Underscoring the sloppy writing is the fact that it repeals Idaho Code section 34-903B, which today prohibits ranked choice voting in Idaho. This is no Progressive Era or New Deal statute, but was passed by the Legislature in 2023. I heard no hue and cry, saw no demonstrations or read any newspaper editorials or online complaints about that 2023 law, but suddenly the people need to bypass the Legislature to repeal it? The repeal of existing law is by referendum, not by initiative, and those methods of changing the law appear to require separate petitions and separate processes, see Idaho Code section 34-1801A. It is likely unlawful to combine a referendum and an initiative, because the arguments and effects about a new law will be distinct from arguments and effects of repealing of an existing law. To avoid voter confusion, Idaho has a single subject rule for legislation. I suspect this initiative cannot be a referendum too, which is another reason for voting NO on Proposition 1.
Proposition 1 has been offered as an open primaries initiative. My review indicates it creates two primaries and two general elections that use different methods. One primary is for precinct committeemen at the county level, compare sections 34-702A, 34-703, and 34-704, and another primary is for all other offices, except judges.
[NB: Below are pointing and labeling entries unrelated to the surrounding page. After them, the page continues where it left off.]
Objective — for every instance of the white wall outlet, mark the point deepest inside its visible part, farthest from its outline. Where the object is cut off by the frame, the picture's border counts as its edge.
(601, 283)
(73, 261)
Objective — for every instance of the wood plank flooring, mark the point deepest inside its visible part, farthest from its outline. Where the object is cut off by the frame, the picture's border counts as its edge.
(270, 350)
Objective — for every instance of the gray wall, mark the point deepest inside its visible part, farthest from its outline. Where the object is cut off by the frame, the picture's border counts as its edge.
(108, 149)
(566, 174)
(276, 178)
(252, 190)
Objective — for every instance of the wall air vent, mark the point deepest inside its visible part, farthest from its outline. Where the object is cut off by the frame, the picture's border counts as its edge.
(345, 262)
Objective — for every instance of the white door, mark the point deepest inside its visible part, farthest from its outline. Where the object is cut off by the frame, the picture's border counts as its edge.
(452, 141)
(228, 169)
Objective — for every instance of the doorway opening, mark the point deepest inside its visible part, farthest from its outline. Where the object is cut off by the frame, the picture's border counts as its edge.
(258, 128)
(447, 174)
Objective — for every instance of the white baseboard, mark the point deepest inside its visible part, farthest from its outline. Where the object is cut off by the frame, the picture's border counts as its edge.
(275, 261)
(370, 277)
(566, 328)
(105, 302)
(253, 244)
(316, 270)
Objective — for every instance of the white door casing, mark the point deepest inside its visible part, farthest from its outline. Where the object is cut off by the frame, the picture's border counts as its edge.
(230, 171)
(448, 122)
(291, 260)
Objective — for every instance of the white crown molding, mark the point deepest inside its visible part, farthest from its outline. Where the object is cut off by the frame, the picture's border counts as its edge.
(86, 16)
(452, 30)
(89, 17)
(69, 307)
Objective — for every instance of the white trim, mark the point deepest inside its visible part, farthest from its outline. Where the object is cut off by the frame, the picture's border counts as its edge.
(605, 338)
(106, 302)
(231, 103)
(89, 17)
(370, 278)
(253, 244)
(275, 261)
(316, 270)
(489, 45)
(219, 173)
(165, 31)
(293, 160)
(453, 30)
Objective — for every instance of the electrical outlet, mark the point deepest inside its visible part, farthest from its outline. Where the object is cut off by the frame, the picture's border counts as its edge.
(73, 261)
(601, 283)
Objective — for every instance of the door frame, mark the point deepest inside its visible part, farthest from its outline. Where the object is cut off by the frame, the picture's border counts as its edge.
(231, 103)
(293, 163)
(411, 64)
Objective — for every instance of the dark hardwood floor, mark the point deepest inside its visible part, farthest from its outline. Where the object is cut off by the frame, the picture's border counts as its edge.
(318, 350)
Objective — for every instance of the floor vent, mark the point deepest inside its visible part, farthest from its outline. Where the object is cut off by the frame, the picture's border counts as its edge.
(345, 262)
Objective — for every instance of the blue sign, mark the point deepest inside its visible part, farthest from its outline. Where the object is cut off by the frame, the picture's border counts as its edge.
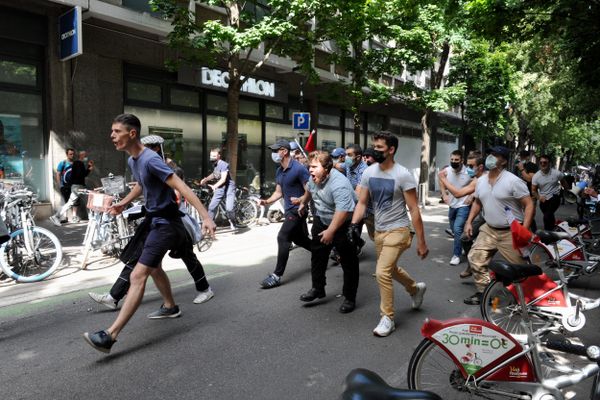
(70, 34)
(301, 121)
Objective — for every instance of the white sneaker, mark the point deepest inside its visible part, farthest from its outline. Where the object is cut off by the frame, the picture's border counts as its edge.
(104, 299)
(417, 298)
(385, 327)
(204, 296)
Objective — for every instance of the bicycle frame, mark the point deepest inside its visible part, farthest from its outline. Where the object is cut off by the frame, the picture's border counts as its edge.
(506, 363)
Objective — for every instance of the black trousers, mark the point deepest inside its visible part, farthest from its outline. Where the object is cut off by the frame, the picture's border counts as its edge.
(548, 208)
(320, 258)
(193, 265)
(293, 229)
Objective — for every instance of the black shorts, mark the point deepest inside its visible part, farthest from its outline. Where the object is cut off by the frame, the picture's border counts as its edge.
(161, 238)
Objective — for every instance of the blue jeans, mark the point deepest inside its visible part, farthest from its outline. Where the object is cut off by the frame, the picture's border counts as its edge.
(457, 218)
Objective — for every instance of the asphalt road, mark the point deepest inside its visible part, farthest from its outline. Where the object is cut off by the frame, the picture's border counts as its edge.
(246, 343)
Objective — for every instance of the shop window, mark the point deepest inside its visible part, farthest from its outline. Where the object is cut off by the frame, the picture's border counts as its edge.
(248, 107)
(146, 92)
(185, 98)
(18, 73)
(274, 111)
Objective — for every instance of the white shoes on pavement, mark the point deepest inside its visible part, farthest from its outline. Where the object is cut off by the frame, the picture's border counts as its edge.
(417, 298)
(204, 296)
(385, 327)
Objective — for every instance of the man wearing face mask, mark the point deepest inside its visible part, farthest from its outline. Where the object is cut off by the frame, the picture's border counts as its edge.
(456, 175)
(291, 178)
(545, 187)
(223, 187)
(339, 160)
(475, 170)
(392, 188)
(495, 193)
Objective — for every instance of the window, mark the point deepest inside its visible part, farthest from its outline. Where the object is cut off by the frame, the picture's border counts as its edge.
(146, 92)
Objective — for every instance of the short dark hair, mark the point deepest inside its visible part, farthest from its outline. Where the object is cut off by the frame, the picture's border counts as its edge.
(323, 157)
(390, 139)
(130, 121)
(356, 147)
(524, 153)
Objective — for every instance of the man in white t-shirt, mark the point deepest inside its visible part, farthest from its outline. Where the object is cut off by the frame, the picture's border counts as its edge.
(392, 189)
(501, 195)
(457, 176)
(545, 186)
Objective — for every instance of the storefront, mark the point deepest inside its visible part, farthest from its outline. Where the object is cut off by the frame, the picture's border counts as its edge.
(22, 139)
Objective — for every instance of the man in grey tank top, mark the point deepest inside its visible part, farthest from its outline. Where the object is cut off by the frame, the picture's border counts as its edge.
(392, 189)
(495, 193)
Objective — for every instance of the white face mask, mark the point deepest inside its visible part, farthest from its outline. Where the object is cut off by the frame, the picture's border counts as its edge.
(276, 158)
(490, 162)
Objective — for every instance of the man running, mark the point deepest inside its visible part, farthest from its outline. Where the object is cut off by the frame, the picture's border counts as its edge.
(165, 231)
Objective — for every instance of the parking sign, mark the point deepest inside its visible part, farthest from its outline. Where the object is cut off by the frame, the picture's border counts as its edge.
(301, 121)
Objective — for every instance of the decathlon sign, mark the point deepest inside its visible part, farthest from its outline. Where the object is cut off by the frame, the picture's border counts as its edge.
(70, 34)
(217, 78)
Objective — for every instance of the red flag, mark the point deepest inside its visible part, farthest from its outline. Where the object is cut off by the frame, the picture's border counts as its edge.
(310, 143)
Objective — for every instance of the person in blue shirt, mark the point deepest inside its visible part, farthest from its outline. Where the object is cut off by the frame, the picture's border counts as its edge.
(223, 187)
(162, 226)
(291, 178)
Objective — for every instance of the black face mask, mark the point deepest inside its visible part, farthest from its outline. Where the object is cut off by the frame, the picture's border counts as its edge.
(378, 156)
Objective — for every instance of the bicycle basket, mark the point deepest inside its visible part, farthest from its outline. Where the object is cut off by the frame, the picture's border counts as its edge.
(99, 202)
(114, 185)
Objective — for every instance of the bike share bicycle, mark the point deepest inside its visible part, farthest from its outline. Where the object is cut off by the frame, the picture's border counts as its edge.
(32, 253)
(508, 368)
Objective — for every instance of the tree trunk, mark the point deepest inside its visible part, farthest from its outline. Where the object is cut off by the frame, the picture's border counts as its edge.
(233, 106)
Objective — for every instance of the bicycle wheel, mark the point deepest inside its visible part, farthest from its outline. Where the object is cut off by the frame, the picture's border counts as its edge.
(500, 307)
(21, 266)
(245, 212)
(432, 369)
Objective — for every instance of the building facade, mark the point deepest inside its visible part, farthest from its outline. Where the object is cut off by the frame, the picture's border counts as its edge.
(48, 105)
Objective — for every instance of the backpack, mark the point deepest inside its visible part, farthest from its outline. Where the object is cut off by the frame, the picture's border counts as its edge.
(65, 171)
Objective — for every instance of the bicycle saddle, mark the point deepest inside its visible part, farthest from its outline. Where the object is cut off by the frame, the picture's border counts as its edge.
(362, 384)
(509, 273)
(549, 237)
(574, 222)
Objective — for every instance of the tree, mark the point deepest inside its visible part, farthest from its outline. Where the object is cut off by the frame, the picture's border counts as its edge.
(368, 39)
(273, 26)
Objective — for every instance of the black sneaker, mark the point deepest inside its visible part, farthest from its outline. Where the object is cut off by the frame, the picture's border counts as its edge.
(474, 300)
(101, 340)
(164, 312)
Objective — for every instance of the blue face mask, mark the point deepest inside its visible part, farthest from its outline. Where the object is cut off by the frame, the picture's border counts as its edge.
(490, 162)
(276, 158)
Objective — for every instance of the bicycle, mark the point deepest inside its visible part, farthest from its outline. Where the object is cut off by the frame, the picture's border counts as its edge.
(105, 232)
(32, 253)
(509, 369)
(552, 307)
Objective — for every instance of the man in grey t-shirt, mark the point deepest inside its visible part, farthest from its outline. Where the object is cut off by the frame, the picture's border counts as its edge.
(334, 202)
(545, 186)
(392, 189)
(502, 196)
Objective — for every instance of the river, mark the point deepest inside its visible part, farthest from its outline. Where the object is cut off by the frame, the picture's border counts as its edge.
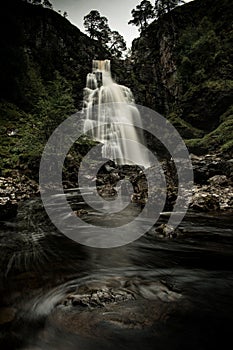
(154, 293)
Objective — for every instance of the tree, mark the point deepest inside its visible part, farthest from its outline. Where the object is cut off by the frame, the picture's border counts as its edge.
(142, 14)
(165, 6)
(47, 3)
(97, 26)
(117, 44)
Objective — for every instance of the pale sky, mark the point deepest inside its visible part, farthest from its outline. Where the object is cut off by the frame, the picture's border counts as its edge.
(118, 13)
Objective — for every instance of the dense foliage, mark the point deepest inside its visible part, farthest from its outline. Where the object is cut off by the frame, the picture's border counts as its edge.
(97, 27)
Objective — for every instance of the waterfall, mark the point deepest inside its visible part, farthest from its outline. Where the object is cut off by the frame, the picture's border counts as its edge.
(110, 113)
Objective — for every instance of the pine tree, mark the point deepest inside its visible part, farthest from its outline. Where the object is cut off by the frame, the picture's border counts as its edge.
(142, 14)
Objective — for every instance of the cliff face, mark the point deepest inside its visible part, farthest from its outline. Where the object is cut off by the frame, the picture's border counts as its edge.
(43, 62)
(182, 68)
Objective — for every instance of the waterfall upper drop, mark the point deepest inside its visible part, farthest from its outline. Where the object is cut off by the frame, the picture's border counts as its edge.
(110, 116)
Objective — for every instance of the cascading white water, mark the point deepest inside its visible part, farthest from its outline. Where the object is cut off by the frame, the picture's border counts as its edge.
(110, 112)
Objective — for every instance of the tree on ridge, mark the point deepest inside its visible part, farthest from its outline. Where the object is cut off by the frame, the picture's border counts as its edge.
(143, 13)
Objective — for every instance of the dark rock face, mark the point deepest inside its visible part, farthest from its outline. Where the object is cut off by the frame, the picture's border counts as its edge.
(12, 191)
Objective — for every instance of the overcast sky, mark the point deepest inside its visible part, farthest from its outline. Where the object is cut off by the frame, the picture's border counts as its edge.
(118, 13)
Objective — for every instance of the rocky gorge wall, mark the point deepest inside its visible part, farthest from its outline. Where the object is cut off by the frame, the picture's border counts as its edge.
(182, 68)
If not true, why have both a “primary and top four primary?” Then, Proposition 1 creates two general elections, because if only two candidates advance from a top four primary, then “instant runoff voting” [so-called Ranked Choice Voting] for the general election does not apply. There have to be three candidates to use instant runoff voting, see new section 34-1218(2). The election systems under Proposition 1 are too complex, and will trigger heavy lawsuit costs, but only for those individual candidates who can afford suits in Idaho or federal courts of law. As one who has argued Idaho election law in the courts, Proposition 1 invites costly lawsuits.
Rather than argue on substantive policy issues, those who cannot enunciate their own party platform sufficient to muster a challenge to Republicans in Idaho give us Proposition 1, the so-called “open primaries initiative.” I cannot understand why the freedom of association of Republicans must be discarded in favor of the dilution of political parties. The proposed new Idaho Code section 34-118 states the “top four primary elections do not determine any party’s nominee and candidates who advance from a top four primary election to a general election are not considered nominees of any political party.” Therefore, why have party affiliations at all?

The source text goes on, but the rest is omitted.